Advice from your peers…
Learn About Tuition Exemption
Florida Statutes provide former foster youth and youth in formal relative care with a tuition and fee exemption at a public school district that provides post secondary career programs, community college, or state university. Check the Florida K‐20 Education code for updates.
The following students are eligible for tuition and fee exemption:
A student who is or was at the time he or she reached 18 years of age in the custody of the Department of Children and Family Services or a relative under s. 39.5085, who was adopted from the Department of Children and Family Services after May 5, 1997, or who, after spending at least 6 months in the custody of the department after reaching 16 years of age, was placed in a guardianship by the court.
Such exemption includes fees associated with enrollment in career‐preparatory instruction and completion of the college‐level communication and computation skills testing program. Such an exemption is available to any student who was in the custody of a relative under s. 39.5085 at the time he or she reached 18 years of age or was adopted from the Department of Children and Family Services after May 5, 1997.
Other Advice From Peers
- Definitely do not take the tuition exemption for granted. Take it very, very seriously and keep your GPA up. Go to tutoring if you need to. Go to the writing center for help. Know where to go, what resources there are around you in order for you to get help.
- Don’t stop, keep going. If you stop, you lose a lot of the hard work you have put into it. The best thing is to keep going.
- It is easier to keep going than it is to stop and then go again. It takes time to try to get back in the groove of things. If you stop, get right back in. Just get it done.
- It is just a waste of time to stop and then try to come back. It is better if you just try to find a way to continue. It is not worth it to stop going to school and years later have to come back. It has been 3 or 4 years now and I am trying to go back to school and it is difficult.
- Don’t fall off your goals. The easy part is the falling down. The hard part is getting up. So some days, you are going in the wrong direction but you have to have your sight on what you want to do. What I did was I put up an information wall—everything that I wanted to accomplish was on this wall. My information wall is where I put certain things that I want to accomplish. Every time I accomplish something, I take it off the wall and add some notes to it so you always have this vision of what you are going to school for. If you are going for financial reasons, you can put up pictures of a big house, a nice car. If you are going for other reasons, you can put up those, like some meaning in life, some unique purpose.

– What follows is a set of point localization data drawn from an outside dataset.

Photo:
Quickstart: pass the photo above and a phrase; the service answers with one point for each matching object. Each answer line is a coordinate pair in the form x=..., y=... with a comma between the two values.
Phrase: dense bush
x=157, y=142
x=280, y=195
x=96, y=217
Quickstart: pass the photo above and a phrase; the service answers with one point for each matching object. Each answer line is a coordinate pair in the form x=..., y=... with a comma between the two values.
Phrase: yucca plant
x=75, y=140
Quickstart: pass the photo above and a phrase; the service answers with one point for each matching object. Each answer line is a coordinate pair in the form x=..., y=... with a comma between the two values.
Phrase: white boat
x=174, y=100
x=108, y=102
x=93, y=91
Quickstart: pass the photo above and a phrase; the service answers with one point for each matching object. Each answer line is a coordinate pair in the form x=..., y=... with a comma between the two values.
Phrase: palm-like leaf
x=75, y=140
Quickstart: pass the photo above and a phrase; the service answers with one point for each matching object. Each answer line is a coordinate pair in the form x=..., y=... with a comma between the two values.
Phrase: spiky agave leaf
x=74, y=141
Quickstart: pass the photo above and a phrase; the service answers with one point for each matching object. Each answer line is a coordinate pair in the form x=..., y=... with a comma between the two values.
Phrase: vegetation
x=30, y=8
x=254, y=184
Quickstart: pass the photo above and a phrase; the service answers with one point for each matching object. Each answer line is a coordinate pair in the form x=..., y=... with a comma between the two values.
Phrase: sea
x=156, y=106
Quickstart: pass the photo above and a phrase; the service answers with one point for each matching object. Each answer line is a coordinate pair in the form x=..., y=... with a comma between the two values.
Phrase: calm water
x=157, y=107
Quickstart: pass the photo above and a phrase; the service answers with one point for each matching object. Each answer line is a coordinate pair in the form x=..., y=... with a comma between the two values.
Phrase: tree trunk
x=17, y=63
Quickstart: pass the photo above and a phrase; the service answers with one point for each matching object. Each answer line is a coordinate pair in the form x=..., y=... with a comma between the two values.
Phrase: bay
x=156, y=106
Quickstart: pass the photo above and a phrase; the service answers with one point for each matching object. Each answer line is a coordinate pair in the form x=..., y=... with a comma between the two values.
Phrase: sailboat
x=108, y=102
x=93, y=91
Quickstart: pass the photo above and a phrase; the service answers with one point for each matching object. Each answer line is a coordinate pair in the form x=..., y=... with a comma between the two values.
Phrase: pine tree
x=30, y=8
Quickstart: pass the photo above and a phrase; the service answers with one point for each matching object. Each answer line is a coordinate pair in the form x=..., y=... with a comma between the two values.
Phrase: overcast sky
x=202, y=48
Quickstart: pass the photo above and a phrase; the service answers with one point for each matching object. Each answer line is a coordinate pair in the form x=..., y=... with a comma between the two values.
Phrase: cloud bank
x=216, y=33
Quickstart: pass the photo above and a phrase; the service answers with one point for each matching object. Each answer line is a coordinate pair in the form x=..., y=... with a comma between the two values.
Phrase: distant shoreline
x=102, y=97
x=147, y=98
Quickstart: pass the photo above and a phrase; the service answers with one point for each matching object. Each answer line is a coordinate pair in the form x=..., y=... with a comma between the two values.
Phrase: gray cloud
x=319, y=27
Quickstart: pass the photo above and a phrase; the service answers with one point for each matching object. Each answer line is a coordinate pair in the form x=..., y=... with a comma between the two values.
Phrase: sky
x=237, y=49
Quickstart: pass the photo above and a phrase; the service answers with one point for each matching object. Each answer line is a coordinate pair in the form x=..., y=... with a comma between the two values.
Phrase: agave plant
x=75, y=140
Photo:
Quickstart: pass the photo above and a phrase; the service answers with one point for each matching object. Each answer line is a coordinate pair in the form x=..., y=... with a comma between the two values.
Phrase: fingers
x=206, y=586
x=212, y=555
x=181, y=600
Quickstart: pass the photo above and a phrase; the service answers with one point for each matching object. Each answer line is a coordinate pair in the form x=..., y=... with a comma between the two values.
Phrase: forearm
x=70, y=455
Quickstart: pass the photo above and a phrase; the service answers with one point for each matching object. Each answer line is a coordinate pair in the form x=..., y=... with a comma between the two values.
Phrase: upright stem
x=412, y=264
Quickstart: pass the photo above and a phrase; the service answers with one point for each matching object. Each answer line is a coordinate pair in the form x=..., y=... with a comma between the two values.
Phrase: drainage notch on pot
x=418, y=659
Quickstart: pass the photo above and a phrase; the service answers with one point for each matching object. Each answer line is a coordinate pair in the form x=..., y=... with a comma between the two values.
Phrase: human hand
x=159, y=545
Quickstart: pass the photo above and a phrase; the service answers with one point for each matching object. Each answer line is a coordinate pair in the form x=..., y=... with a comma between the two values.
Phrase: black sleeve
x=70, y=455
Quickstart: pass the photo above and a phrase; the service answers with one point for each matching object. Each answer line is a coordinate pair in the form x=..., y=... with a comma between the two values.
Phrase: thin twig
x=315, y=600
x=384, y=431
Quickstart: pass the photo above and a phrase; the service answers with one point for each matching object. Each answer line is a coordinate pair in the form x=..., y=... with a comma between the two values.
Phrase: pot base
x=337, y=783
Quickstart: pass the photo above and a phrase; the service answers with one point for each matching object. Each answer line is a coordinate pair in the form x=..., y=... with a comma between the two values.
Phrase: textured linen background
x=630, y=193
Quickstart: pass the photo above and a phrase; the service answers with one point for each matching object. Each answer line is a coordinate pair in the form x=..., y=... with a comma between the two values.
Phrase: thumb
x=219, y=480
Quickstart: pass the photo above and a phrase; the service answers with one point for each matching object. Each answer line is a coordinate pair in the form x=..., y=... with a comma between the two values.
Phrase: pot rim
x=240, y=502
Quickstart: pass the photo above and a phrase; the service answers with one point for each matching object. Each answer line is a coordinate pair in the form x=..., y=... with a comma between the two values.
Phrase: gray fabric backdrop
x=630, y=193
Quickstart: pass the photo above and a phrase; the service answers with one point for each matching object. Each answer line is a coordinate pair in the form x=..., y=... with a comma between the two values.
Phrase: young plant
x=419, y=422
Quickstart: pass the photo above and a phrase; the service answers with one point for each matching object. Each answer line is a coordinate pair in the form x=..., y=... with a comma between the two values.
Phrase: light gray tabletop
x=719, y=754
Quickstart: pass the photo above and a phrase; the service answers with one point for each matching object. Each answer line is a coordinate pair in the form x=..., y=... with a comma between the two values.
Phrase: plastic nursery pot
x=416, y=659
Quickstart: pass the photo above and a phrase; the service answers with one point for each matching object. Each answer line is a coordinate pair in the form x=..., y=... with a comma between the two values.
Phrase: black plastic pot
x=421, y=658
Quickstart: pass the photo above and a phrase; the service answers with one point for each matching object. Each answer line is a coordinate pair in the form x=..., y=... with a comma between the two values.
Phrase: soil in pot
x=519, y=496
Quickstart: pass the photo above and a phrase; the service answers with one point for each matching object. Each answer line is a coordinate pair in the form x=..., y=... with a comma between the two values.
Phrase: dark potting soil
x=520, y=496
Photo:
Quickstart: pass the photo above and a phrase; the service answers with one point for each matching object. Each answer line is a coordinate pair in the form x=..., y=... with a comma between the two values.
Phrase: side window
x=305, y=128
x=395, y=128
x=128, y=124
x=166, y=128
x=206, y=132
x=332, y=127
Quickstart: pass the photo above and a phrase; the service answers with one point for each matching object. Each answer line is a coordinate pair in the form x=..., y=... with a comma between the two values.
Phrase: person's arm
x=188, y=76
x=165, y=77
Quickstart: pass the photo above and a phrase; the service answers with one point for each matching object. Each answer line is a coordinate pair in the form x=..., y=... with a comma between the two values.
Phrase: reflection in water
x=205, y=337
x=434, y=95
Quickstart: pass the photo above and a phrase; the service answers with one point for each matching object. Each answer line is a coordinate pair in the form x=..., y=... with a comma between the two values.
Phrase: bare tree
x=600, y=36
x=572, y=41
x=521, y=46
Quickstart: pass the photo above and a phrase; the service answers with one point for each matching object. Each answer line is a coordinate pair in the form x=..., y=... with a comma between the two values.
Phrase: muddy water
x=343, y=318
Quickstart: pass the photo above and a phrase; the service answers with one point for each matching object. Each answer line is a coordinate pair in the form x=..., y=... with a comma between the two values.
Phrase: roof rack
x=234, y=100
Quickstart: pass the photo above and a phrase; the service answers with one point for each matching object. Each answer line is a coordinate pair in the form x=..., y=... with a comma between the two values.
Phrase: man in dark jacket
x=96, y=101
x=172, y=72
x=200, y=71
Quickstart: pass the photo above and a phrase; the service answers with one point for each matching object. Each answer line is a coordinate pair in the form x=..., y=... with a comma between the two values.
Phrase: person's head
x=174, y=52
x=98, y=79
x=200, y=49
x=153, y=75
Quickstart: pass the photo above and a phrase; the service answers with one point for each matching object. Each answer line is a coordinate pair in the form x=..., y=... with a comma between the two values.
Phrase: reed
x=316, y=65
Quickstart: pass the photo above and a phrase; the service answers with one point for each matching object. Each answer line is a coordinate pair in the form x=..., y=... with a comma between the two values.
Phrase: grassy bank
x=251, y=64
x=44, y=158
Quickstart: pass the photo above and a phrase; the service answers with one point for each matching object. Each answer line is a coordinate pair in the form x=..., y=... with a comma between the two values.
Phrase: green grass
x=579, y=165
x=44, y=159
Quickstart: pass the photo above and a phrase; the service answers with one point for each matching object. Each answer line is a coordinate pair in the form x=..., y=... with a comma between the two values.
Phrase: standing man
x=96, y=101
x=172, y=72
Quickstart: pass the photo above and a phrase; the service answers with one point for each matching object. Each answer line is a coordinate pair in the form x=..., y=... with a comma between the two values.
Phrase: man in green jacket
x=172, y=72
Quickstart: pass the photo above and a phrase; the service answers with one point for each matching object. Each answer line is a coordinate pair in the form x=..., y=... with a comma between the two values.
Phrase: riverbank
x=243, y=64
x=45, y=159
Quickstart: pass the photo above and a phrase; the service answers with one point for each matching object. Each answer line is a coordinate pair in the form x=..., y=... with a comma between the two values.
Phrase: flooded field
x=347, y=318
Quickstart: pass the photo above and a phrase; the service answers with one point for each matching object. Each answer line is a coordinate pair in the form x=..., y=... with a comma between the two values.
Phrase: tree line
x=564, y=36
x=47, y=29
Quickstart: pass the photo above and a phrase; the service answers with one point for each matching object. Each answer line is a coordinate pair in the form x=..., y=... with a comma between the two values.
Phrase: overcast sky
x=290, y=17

- Don’t party so much. Don’t drink so much. If you do, you’ll probably skip class the next day. Wait until the weekend.
- Live somewhere where you won’t be tempted to party. Move if you have to.
- If you feel like you are failing a class early on, then drop it and add another class before the deadline to drop/add.
- If you have to drop a class or drop out for a semester, be sure to officially withdraw by the right dates. If not, you will get all these F’s or your record and then your grade point average drops.